A foreground image containing only moving targets after low-rank sparse decomposition of the video SAR image sequence is expected to be obtained. In the previous section, an improved method is proposed to obtain a better decomposition effect. However, in the actual processing of complex scenes, there are some special cases that make the matrix decomposition unsatisfactory. Some clutter still exists in the foreground image, which interferes with moving target extraction. On the one hand, tracking area extraction can focus on the target more accurately by changing the detection range. For this task, local segmentation is better than global segmentation, and local detection will have more accurate detection. On the other hand, the movement trajectory can also provide the movement situation and position information of the target, which is convenient for other tasks such as tracking and route planning. There are also many ways to extract motion-trajectory areas. In this paper, we hope to find a more robust method to combat the problem that the shapes of shadows of moving targets in video SAR are variable and the gray distribution is also variable, which leads to the problem that the features are unlikely to be uniform. Therefore, an algorithm for extracting the motion trajectory area is designed for the foreground matrix obtained by matrix decomposition. In the detection process, the moving target can be extracted based on the track area while suppressing the surrounding clutter. The algorithm consists of two steps: one is to roughly extract the trajectory using double-threshold segmentation, and the other is to eliminate the wrongly extracted trajectory area. The process is shown in Figure 4. The goal of rough extraction is to preserve the integrity of the trajectory as much as possible based on the foreground matrix information, while the second step of area screening is the process of trajectory refinement, to accurately retain the correct trajectory area.
(1) Rough extraction of the motion trajectory. For shadow detection [21], analyzes shadow characteristics. The gray value of the shadow shows a distribution that is deep in the middle and light at both ends, so setting different thresholds will lead to different segmentation results.
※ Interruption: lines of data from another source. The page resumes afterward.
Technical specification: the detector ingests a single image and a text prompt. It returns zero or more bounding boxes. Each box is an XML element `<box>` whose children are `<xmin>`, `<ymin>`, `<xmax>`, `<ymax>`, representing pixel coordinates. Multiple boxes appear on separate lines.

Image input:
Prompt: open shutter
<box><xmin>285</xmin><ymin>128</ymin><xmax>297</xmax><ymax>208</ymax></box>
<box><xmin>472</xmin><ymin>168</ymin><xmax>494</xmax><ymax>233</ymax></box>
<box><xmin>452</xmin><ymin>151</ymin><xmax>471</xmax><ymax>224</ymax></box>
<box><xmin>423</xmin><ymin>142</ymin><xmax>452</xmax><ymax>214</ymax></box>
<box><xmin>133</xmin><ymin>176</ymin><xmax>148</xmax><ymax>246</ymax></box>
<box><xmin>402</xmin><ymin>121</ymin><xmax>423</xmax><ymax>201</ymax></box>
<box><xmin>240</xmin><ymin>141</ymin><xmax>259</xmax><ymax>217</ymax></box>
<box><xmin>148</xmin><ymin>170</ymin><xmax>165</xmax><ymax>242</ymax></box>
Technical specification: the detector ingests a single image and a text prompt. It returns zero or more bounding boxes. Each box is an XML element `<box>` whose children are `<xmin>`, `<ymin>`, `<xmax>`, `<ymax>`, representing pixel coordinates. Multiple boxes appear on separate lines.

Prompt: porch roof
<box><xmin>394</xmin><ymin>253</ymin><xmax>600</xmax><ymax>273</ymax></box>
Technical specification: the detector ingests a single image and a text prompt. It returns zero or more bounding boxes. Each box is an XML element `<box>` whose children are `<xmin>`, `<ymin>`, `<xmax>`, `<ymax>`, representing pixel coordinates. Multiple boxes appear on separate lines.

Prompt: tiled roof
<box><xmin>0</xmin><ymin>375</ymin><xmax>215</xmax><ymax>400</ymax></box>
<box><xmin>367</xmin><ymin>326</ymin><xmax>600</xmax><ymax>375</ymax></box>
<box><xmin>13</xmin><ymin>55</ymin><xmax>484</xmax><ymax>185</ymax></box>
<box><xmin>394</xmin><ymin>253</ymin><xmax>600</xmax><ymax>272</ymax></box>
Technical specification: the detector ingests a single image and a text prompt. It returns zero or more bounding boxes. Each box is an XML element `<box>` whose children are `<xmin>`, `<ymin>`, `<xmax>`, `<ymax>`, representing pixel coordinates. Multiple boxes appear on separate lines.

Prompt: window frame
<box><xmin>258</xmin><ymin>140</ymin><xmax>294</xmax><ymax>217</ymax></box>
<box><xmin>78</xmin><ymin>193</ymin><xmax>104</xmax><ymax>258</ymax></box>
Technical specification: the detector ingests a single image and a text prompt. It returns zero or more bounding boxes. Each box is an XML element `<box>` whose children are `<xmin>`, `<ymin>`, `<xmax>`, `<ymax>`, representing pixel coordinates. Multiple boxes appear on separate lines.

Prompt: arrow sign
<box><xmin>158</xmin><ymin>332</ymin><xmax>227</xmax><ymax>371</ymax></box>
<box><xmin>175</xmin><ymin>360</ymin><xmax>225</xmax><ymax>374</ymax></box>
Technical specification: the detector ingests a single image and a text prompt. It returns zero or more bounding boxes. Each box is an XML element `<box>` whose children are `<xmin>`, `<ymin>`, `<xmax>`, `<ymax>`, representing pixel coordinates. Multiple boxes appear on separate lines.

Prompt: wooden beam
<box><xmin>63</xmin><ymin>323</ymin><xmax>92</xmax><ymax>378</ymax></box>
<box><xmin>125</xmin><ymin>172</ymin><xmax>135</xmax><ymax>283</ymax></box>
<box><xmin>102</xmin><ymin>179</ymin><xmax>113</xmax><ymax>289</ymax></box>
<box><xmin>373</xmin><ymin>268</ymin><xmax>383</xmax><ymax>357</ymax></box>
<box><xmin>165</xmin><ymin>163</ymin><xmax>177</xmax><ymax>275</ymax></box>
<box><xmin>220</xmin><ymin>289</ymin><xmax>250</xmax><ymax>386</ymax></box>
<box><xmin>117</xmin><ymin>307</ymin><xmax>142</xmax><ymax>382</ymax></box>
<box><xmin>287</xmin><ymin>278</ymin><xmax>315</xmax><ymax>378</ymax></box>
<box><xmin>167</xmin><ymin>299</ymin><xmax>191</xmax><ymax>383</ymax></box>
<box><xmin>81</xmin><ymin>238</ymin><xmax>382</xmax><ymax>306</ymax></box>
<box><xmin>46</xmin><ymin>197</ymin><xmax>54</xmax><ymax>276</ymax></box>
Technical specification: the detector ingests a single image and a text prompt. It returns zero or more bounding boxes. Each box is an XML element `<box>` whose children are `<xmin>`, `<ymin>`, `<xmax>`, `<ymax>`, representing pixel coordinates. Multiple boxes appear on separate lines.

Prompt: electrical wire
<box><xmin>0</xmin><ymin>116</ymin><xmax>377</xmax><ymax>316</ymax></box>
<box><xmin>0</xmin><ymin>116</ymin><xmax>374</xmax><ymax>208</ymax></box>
However, the center position of the moving target is basically fixed after being segmented by different thresholds, and the clutter does not have this property. In addition, the moving target is spatially continuous, and multiple frames of images can be superimposed to construct the motion trajectory. Two difference thresholds are set to segment the multi-frame images twice, and the results of the segmentation are accumulated to form two trajectory areas. The connected area formed by the high threshold is used to ensure the integrity of the track area, and the dotted area formed by the low threshold is used to preserve the center position of the object. The center of the target generated by the low threshold is used as the basis for judging the existence of the target, the high threshold track area containing the low threshold point trace is reserved, and some wrong track areas are eliminated in this process. OTSU is used as the segmentation scheme, mainly for the binary segmentation of the background and non-background, but not for distinguishing the moving objects from the clutter.
(2) Error trajectory elimination. The initially extracted track regions are not completely accurate. To prevent the misclassified regions from affecting the detection accuracy, the wrong regions need to be eliminated. There are significant differences in the spatio-temporal characteristics of the moving targets and clutter. The spatial position of the moving target is continuous and has a longer time distribution in the image, but the clutter does not have such characteristics. On this basis, an algorithm is designed to eliminate the error trajectory area. First, the “principal direction” is calculated for each trajectory, and the smallest bounding rectangle is found for each trajectory, defining the long side of the rectangle as the “principal direction” for that trajectory. Secondly, an “and” operation is performed on the initially extracted trajectory area and the segmented foreground image. According to the “principal direction” of each trajectory, it is compressed into a one-dimensional vector, and the gray value of the part of the one-dimensional vector with the target is 1, and the values of the rest are 0. The one-dimensional vectors generated by different frames of the same trajectory are spliced frame by frame to construct the spatiotemporal trajectory state diagram of the target. Finally, linear fitting is used to calculate the slope of the state diagram, and a threshold is set to eliminate misjudged trajectory areas according to the duration of the trajectory distribution. There is a difference in the fitting slope between the moving target and the clutter spatio-temporal state diagram, and the slope judgment threshold can be set adaptively by calculating the jump position value after statistical analysis.

3. Experiment

In this section, the video SAR data from the Ku-band SNL laboratory are used for verification. The scene of the data is the gate of Kirtland Air Force Base, and 100 frames were selected for detection. The image size was 660 × 720 pixels. Parameter λ S = 0.02 , λ E = 0.02 , and λ R = 0.04 . The difference between the two segmentation thresholds was 0.015, and the trajectory distribution duration threshold was set to three frames. The experiment was divided into two parts. The first part set up ablation experiments to prove the effectiveness of the improved LRSD model. The second part verified the effectiveness of the proposed algorithm. The evaluation index combined the qualitative analysis and quantitative analysis.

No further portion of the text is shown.